Much of the biological treasure is preserved as charcoal, which researchers assume is a sign that the ancient trees were burned in fires.
"This is a glimpse into a new window to the past," said Royal Holloway University of London paleobotonist Andrew Scott, who is researching samples from the cave.
Additional details of the most fascinating discoveries in the cave include:
— Needles of a conifer tree, 2 million years older than any conifer previously described
— Nearly pristine plant spores of lycopods , the main coal-forming plants of the period
— Evidence of a general drying trend in the area.

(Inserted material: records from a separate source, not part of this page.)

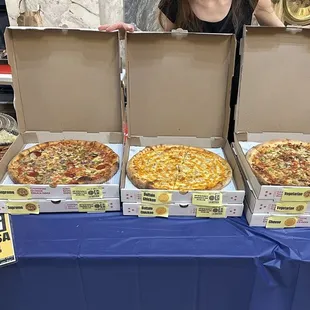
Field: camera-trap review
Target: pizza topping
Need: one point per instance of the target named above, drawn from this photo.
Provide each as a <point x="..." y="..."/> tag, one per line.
<point x="281" y="163"/>
<point x="64" y="162"/>
<point x="178" y="168"/>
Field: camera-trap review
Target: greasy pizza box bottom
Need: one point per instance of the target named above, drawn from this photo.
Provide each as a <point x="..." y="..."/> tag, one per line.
<point x="110" y="189"/>
<point x="260" y="219"/>
<point x="60" y="206"/>
<point x="183" y="209"/>
<point x="231" y="194"/>
<point x="243" y="143"/>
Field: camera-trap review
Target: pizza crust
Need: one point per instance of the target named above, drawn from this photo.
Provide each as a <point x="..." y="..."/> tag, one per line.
<point x="15" y="164"/>
<point x="143" y="182"/>
<point x="255" y="152"/>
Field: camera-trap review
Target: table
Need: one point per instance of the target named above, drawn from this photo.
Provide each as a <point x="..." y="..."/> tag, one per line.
<point x="108" y="261"/>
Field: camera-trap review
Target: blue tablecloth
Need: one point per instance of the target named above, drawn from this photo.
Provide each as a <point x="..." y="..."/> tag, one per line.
<point x="97" y="262"/>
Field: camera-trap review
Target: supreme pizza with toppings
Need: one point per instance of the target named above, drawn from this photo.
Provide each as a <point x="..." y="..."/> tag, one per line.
<point x="281" y="162"/>
<point x="178" y="167"/>
<point x="64" y="162"/>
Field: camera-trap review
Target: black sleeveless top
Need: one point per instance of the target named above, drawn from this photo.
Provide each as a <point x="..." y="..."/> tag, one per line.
<point x="224" y="26"/>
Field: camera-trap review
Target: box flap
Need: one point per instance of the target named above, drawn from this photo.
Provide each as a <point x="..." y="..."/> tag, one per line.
<point x="65" y="79"/>
<point x="273" y="94"/>
<point x="179" y="84"/>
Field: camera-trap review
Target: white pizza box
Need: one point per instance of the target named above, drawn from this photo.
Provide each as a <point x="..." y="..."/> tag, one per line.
<point x="67" y="86"/>
<point x="178" y="93"/>
<point x="261" y="219"/>
<point x="269" y="206"/>
<point x="271" y="104"/>
<point x="178" y="209"/>
<point x="56" y="206"/>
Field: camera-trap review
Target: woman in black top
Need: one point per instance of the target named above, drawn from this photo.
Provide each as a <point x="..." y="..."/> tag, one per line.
<point x="212" y="16"/>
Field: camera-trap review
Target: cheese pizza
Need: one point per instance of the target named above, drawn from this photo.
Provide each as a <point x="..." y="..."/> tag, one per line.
<point x="64" y="162"/>
<point x="178" y="167"/>
<point x="281" y="162"/>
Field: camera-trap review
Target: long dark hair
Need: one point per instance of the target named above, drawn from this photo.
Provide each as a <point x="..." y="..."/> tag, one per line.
<point x="186" y="19"/>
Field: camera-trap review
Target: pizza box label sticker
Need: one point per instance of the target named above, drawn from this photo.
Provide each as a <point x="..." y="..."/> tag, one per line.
<point x="207" y="199"/>
<point x="211" y="212"/>
<point x="291" y="207"/>
<point x="7" y="253"/>
<point x="281" y="222"/>
<point x="296" y="194"/>
<point x="153" y="211"/>
<point x="93" y="206"/>
<point x="24" y="207"/>
<point x="15" y="192"/>
<point x="156" y="197"/>
<point x="86" y="192"/>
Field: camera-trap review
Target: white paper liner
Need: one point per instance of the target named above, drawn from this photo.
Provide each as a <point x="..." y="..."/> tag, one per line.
<point x="136" y="149"/>
<point x="117" y="148"/>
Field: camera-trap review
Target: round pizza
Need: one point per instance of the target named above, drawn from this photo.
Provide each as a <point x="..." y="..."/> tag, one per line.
<point x="178" y="167"/>
<point x="64" y="162"/>
<point x="281" y="162"/>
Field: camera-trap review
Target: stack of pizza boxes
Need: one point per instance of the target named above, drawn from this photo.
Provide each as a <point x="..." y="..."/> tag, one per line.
<point x="67" y="86"/>
<point x="178" y="93"/>
<point x="273" y="104"/>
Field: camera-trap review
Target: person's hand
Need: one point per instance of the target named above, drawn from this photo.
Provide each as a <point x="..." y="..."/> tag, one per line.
<point x="122" y="27"/>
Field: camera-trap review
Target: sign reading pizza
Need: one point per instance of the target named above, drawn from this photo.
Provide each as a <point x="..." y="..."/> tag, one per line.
<point x="7" y="253"/>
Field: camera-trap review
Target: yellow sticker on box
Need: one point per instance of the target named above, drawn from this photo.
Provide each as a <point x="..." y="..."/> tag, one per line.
<point x="7" y="253"/>
<point x="156" y="197"/>
<point x="86" y="192"/>
<point x="15" y="192"/>
<point x="153" y="211"/>
<point x="22" y="207"/>
<point x="291" y="207"/>
<point x="93" y="206"/>
<point x="296" y="194"/>
<point x="207" y="199"/>
<point x="281" y="222"/>
<point x="211" y="212"/>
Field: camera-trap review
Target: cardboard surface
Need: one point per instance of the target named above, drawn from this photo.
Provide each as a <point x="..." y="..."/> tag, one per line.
<point x="65" y="79"/>
<point x="274" y="81"/>
<point x="182" y="209"/>
<point x="63" y="206"/>
<point x="179" y="85"/>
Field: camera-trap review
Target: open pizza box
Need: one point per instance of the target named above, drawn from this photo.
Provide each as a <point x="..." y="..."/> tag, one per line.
<point x="67" y="86"/>
<point x="273" y="102"/>
<point x="178" y="93"/>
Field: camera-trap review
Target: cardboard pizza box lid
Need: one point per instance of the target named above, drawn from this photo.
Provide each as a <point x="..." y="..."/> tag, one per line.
<point x="179" y="83"/>
<point x="65" y="79"/>
<point x="275" y="79"/>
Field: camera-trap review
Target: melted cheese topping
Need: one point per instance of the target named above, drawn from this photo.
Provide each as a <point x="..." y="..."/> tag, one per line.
<point x="283" y="163"/>
<point x="180" y="168"/>
<point x="66" y="163"/>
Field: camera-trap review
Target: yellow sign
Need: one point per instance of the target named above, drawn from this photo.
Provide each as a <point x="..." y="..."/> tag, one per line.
<point x="281" y="222"/>
<point x="291" y="207"/>
<point x="153" y="211"/>
<point x="212" y="212"/>
<point x="23" y="207"/>
<point x="86" y="192"/>
<point x="156" y="197"/>
<point x="15" y="192"/>
<point x="7" y="253"/>
<point x="93" y="206"/>
<point x="207" y="199"/>
<point x="296" y="194"/>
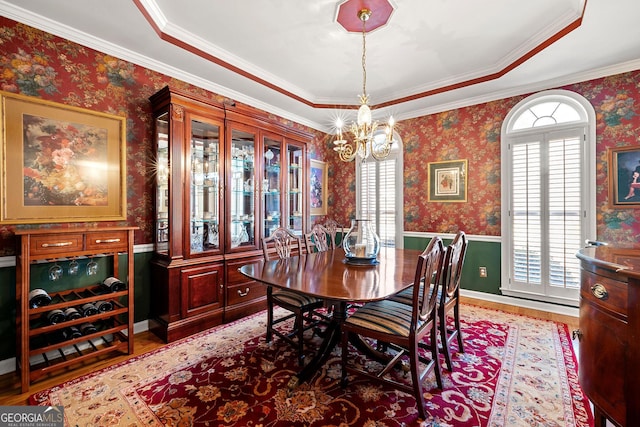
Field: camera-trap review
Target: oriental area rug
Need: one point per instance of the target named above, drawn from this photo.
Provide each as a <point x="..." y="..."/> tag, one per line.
<point x="515" y="371"/>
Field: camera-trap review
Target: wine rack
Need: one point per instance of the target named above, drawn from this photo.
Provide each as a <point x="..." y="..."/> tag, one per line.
<point x="43" y="347"/>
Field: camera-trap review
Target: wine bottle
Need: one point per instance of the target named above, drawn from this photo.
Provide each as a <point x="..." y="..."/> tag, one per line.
<point x="56" y="316"/>
<point x="72" y="313"/>
<point x="114" y="284"/>
<point x="39" y="298"/>
<point x="89" y="309"/>
<point x="103" y="306"/>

The cave, which geologists estimate runs underground for miles, could provide scientists with years of research material.
Plotnick's cave is one of two recent sightings of ancient plants in Illinois.
A coal mine near Danville, detailed in the May issue of the journal Geology, houses a 300-million-year-old fossilized forest .
While the mine is filled with evidence of ancient wetlands, the cave also holds biological deposits from dryer environments that appear to be about 3 million years older than the plant fossils found in the mine.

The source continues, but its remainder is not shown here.